- Province: Belgium
- Diocese: Archdiocese of Mechelen-Brussels
- Installed: 3 April 2011
- Predecessor: Jozef De Kesel

Orders
- Ordination: 10 July 1977
- Consecration: 3 April 2011

Personal details
- Born: 16 March 1954 Boorsem
- Died: 2 June 2017 (aged 63) Leuven, Belgium
- Denomination: Roman Catholic
- Residence: Mechelen
- Alma mater: KU Leuven, Pontifical Gregorian University
- Motto: Populum humilem et pauperem (A humble and poor people)
- Coat of arms: Leon Lemmens's coat of arms

= Leon Lemmens =

Belgian Roman Catholic auxiliary bishop

Leon Lemmens (16 March 1954 – 2 June 2017) was a Roman Catholic auxiliary bishop in Belgium.

Lemmens, a native of Maasmechelen, was ordained a priest on 10 July 1977. He was named an auxiliary bishop to the Archdiocese of Mechelen-Brussels by Pope Benedict XVI on 22 February 2011 and consecrated on 3 April 2011.

==Biography==
Lemmens followed high school at the Klein Seminarie in Sint-Truiden. He entered seminary in Sint-Truiden (1971-1976) and was ordained to the priesthood to the Diocese of Hasselt on 10 July 1977. He obtained a bachelor in theology at the KU Leuven (1976) and studies moral theology in Rome. He obtained a licentiate in moral theology (1979) and became doctor in theology in 1989.
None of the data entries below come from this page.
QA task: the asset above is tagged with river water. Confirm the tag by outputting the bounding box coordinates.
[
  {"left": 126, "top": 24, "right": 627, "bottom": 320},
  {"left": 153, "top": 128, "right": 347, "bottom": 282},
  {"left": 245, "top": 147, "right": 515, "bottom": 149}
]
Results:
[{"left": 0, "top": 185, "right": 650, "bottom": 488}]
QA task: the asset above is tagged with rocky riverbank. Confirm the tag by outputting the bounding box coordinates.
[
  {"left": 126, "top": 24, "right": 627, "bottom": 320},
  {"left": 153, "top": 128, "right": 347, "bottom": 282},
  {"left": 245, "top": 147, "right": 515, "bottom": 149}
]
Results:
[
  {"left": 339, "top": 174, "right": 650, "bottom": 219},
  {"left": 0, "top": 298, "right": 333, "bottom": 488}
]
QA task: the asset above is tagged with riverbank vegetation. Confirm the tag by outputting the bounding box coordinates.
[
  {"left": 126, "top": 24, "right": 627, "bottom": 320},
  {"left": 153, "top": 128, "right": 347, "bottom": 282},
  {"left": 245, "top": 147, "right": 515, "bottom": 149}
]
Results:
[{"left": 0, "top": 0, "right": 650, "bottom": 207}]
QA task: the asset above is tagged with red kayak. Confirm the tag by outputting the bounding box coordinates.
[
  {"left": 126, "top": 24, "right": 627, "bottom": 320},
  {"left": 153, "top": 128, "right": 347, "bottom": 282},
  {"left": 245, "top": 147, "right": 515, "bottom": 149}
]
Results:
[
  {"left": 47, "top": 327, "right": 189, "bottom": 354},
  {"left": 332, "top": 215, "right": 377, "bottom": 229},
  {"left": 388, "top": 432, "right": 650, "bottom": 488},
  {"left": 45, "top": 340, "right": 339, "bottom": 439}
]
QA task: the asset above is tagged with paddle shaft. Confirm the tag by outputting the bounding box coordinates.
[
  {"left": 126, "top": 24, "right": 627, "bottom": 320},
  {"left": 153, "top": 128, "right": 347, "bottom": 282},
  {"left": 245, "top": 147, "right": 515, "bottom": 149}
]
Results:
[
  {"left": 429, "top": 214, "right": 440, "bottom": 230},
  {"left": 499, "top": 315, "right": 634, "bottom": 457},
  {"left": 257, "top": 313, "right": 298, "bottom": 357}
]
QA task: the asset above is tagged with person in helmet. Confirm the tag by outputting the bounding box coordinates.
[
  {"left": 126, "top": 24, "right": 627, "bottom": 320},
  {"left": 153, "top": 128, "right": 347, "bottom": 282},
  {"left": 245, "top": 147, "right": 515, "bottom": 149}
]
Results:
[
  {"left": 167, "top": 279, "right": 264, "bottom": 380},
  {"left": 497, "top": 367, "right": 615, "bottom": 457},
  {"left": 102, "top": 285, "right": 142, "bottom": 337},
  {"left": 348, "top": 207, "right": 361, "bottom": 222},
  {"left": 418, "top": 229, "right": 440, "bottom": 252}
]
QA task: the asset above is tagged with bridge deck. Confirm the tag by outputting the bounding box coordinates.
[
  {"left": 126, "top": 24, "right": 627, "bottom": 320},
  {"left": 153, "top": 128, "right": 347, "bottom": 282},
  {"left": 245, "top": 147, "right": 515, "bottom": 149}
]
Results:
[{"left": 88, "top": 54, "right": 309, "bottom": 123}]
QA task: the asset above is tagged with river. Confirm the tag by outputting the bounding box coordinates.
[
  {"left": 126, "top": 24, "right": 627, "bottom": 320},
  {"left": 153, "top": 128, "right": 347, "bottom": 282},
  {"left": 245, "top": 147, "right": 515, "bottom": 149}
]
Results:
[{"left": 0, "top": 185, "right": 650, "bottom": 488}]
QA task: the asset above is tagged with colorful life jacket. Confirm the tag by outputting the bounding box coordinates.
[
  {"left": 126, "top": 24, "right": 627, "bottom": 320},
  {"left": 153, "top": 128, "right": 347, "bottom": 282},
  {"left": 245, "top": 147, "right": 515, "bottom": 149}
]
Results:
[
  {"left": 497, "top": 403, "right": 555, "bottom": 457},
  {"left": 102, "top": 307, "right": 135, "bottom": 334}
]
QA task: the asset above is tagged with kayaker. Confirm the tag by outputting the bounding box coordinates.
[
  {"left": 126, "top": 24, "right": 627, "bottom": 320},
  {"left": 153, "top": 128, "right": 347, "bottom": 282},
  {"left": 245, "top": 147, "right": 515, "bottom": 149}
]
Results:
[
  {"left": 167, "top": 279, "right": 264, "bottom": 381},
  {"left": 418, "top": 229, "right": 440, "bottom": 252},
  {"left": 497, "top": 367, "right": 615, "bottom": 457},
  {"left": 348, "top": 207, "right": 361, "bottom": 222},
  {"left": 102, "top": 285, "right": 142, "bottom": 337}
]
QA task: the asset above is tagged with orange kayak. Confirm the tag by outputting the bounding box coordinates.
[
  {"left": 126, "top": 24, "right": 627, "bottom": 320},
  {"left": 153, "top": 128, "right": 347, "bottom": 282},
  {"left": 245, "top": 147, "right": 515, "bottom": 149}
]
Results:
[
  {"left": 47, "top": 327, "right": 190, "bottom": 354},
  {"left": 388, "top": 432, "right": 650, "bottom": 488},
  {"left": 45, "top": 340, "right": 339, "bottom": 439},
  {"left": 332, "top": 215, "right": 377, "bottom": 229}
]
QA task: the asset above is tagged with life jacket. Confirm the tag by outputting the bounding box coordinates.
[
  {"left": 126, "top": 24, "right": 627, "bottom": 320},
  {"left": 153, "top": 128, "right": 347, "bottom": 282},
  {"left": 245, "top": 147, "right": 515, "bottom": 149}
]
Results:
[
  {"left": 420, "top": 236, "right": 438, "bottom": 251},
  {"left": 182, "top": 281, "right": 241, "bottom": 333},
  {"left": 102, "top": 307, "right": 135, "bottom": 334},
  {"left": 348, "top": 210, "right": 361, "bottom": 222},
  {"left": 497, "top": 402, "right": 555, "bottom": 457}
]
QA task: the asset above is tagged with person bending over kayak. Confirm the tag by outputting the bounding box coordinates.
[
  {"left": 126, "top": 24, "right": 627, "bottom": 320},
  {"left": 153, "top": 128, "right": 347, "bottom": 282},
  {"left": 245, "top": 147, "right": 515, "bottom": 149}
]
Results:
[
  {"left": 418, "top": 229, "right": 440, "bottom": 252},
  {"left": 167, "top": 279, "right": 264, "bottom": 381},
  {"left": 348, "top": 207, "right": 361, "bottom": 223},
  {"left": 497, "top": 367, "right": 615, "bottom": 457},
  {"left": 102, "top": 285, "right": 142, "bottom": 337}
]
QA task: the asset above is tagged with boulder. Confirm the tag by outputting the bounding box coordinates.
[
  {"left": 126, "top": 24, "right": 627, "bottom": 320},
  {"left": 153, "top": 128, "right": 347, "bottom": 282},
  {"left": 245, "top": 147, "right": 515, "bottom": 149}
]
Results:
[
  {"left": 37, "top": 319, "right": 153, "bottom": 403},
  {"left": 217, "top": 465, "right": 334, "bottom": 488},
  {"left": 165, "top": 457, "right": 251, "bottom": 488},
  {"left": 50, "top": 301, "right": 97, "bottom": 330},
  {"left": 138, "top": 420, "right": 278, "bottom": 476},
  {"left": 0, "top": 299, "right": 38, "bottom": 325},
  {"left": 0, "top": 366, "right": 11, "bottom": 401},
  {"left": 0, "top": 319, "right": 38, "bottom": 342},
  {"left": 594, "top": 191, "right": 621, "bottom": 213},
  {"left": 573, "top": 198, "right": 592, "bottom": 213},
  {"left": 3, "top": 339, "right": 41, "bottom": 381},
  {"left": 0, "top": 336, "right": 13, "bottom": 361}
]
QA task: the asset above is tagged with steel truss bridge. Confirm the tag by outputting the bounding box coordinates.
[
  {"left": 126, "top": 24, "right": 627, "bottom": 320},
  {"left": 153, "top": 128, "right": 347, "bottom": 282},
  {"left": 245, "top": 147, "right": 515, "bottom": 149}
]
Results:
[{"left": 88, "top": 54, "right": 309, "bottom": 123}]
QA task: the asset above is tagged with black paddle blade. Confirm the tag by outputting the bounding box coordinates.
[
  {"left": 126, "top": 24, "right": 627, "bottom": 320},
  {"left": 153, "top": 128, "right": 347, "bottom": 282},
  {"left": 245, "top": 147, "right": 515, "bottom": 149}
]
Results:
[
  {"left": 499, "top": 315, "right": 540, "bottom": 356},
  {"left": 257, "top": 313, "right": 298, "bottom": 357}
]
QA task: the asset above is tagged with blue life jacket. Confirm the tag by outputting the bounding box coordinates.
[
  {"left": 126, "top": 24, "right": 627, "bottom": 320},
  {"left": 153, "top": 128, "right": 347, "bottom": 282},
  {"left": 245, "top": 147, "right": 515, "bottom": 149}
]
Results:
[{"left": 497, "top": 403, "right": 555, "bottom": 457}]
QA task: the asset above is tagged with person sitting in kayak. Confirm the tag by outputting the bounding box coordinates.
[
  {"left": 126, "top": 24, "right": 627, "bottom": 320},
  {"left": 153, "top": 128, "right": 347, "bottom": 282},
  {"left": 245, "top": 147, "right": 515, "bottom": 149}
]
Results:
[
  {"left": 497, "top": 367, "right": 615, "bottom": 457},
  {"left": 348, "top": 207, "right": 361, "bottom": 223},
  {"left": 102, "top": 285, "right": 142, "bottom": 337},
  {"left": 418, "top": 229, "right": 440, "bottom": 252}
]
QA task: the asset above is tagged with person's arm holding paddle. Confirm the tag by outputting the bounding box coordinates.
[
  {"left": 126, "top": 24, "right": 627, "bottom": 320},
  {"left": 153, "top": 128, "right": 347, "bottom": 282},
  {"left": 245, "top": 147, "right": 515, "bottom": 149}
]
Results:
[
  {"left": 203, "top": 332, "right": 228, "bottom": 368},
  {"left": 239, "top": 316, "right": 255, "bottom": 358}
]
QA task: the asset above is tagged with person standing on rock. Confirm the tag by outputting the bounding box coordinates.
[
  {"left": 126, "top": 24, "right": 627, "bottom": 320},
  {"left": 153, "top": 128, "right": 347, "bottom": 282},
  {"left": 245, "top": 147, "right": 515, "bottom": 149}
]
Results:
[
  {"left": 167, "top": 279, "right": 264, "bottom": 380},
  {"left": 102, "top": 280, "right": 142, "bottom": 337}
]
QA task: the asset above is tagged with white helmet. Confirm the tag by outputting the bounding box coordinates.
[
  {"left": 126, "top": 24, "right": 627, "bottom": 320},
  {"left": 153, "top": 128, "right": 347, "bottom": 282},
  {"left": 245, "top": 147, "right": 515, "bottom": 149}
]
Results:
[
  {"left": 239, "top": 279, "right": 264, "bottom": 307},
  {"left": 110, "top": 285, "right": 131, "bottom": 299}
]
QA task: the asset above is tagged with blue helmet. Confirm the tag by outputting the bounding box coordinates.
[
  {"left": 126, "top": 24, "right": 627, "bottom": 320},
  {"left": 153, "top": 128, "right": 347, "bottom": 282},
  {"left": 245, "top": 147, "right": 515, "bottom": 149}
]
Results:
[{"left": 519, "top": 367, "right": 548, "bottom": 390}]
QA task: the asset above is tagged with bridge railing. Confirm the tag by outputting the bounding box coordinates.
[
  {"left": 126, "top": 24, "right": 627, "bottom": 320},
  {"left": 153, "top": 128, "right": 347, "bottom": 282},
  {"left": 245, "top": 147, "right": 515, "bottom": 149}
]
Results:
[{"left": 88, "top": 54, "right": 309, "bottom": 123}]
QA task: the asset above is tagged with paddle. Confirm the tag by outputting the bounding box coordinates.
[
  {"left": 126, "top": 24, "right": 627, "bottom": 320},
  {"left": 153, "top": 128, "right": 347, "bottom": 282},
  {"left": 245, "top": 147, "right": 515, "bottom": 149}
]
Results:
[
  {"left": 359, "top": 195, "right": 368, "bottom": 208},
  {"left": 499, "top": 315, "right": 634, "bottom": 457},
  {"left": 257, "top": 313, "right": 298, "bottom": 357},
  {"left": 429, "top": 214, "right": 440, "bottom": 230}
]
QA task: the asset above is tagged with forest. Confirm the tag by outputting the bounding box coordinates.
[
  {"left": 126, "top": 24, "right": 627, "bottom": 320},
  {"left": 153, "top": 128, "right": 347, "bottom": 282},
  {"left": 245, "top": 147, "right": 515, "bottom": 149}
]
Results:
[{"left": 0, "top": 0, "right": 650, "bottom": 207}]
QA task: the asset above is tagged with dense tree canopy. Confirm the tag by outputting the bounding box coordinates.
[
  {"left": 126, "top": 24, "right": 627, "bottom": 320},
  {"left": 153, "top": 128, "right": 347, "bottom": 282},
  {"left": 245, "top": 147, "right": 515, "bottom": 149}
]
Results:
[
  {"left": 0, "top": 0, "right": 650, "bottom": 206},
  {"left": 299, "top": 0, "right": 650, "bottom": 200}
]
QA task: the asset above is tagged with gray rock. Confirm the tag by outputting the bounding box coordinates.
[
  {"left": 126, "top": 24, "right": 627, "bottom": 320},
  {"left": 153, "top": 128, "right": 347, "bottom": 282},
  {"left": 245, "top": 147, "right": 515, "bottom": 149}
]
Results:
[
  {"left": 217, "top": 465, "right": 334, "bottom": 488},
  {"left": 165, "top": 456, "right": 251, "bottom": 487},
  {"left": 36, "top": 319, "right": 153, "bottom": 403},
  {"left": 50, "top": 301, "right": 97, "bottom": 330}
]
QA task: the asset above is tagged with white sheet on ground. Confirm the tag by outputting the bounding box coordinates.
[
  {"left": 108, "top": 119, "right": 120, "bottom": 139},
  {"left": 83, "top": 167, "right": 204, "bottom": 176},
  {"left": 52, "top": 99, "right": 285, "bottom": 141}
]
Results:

He worked as a parish priest in Genk (1981-1984). In 1984 he became professor at the seminary in Hasselt. From 1986 to 1997 he was a member of the Interdiocesan Commission on Liturgy and from 1990 to 1995 he was responsible for vocations. In 1994-1995 he took charge of the organisation of the meeting of young people with the pope in Brussels.

In 2004 he became rector of the Romanian College in Rome and in 2005 he was an official at the Sacred Congregation for the Oriental Churches of the Roman Curia.

===Auxiliary bishop===
On 22 February 2011, pope Benedict XVI appointed Lemmens as auxiliary bishop in the archdiocese of Mechelen-Brussels, with the responsibility for the vicariate Vlaams-Brabant & Mechelen. He was a Municipa.

He was consecrated on 3 April 2011 in the National Basilica of the Sacred Heart in Koekelberg by archbishop André-Joseph Léonard.

===Death===
Lemmens was a member of the Community of Sant'Egidio from 1977 until his death. He died from leukemia on 2 June 2017 in Leuven, Belgium. His funeral service on 10 June was held in St. Rumbold's Cathedral, Mechelen, which was filled to capacity.